Quel parti politique boit plus d’alcool ? Réponses à un sondage

Quel parti politique boit plus d’alcool ? Réponses à un sondage

Un sondage Gallup publié cet été a révélé que le pourcentage d’adultes américains déclarant consommer de l’alcool est tombé à 54 %, le plus bas jamais enregistré depuis 1939. En décomposant la tendance par sexe, race, âge, revenu annuel du ménage et identité politique, les sondeurs ont découvert que le fossé le plus dramatique se trouvait entre les démocrates et les républicains auto-identifiés.

Selon l'étude, le nombre de Républicains déclarant boire a chuté de 65 % à 46 % au cours des deux dernières années, ce qui représente la plus forte évolution parmi tous les sous-groupes spécifiés dans les résultats. Les indépendants ont chuté de 61 % à 55 % au cours de la même période, tandis que les démocrates ont légèrement diminué, passant de 64 % à 61 %.

Selon le rapport, cela signifie que les démocrates consomment désormais beaucoup plus d’alcool que les républicains.

Gallup n’a fourni aucune explication sur ce changement, ni identifié les chevauchements de groupes particuliers. Par exemple, le sondage affirme que la consommation d'alcool chez les 18 à 34 ans a diminué de 9 %, chez les adultes blancs de 11 % et parmi les revenus annuels des ménages supérieurs à 100 000 $ de 13 %. Mais le sondage n’a pas expliqué comment (ou si) l’une de ces intersections avait un impact sur l’une ou l’autre, ce qui rend d’autant plus difficile d’expliquer pourquoi les Républicains – traités par l’étude comme un seul groupe homogène – semblent abandonner la consommation d’alcool à des taux record.
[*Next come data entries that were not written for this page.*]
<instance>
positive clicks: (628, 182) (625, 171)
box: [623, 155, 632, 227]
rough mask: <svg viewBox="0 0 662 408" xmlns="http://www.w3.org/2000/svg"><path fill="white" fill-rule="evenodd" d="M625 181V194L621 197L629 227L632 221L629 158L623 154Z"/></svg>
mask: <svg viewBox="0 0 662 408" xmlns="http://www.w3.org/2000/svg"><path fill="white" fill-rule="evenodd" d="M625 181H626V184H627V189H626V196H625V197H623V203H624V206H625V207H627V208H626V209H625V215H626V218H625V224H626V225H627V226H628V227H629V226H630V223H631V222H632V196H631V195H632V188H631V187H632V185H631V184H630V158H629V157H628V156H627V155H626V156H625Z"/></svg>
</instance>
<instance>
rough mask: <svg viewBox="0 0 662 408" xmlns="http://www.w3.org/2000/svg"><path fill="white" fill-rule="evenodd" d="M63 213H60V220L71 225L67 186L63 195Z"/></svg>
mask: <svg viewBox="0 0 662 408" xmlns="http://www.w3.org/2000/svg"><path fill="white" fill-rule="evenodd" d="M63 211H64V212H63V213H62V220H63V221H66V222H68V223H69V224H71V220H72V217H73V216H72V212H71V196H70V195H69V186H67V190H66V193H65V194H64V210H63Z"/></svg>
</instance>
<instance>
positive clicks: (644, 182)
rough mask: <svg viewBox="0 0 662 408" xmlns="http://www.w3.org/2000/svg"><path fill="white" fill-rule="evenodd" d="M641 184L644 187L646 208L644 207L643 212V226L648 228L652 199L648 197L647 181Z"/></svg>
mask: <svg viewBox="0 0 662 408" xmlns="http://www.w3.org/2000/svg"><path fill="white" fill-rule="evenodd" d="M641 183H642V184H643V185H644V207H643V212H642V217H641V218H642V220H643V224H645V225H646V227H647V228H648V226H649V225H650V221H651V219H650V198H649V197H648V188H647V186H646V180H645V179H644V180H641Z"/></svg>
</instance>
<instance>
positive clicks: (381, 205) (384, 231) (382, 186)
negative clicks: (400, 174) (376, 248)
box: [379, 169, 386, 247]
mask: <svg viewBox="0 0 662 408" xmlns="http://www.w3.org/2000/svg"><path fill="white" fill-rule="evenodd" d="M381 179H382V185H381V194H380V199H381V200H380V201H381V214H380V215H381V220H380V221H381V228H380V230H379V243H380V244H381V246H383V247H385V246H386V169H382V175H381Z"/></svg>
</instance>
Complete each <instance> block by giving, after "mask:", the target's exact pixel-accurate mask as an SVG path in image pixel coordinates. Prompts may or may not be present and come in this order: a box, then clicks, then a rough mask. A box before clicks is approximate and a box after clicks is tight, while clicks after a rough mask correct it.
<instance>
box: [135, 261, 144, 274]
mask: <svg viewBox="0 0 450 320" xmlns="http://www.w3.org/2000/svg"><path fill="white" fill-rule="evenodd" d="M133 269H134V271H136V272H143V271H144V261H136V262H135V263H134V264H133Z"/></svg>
L’initiative Make America Healthy Again de l’administration Trump pourrait en être en partie responsable. Au cours de l'année écoulée, les responsables gouvernementaux ont renouvelé leur examen minutieux des colorants alimentaires, des additifs, des compléments alimentaires et des toxines environnementales, dans le cadre des efforts déployés par Robert F. Kennedy Jr. pour traiter la prétendue épidémie de maladies chroniques dans le pays. MAHA a coïncidé avec – et peut-être chevauché – un mouvement de bien-être des consommateurs à croissance rapide. Le lait cru et le maximum de protéines sont fermement dans l’air du temps, et il va de soi que la consommation d’alcool pourrait en conséquence diminuer.

La théorie n’explique que la moitié d’une histoire contradictoire. Bien que le ministère de la Santé et des Services sociaux de Kennedy ait entrepris des dizaines de changements de politique, les avis concernant l'alcool ont été visiblement absents de l'ordre du jour.

En juin, Reuters a rapporté que le DHHS révisait sa recommandation de longue date selon laquelle les adultes limitent leur consommation d'alcool à deux verres ou moins par jour. Selon des sources anonymes, les responsables ont proposé un bref avertissement exhortant les Américains à consommer avec modération. Ce changement marquerait un changement majeur dans le message, adoucissant la position fédérale à l'égard de l'alcool et ignorant les récentes conclusions du Surgeon General des États-Unis qui associaient la consommation d'alcool à au moins sept types de cancer.

Il est intéressant de noter que les répondants de Gallup qui ont déclaré ne pas boire ne semblent pas être en corrélation avec ceux qui ont déclaré que boire était mauvais pour la santé. Le sondage révèle que 58 % des démocrates considèrent une consommation modérée d’alcool (définie comme un à deux verres par jour) comme malsaine, contre seulement 55 % des indépendants et 44 % des républicains.

Les statistiques suggèrent que MAHA et les mouvements de santé associés n’ont eu qu’un impact marginal sur les préférences républicaines en matière de consommation d’alcool. D’autres causes couramment évoquées pour expliquer la réduction de la consommation d’alcool – la légalisation de la marijuana, les médicaments amaigrissants et l’utilisation croissante des médias sociaux – pourraient être en jeu, bien que peu d’études aient examiné comment ces tendances s’inscrivent dans les lignes partisanes.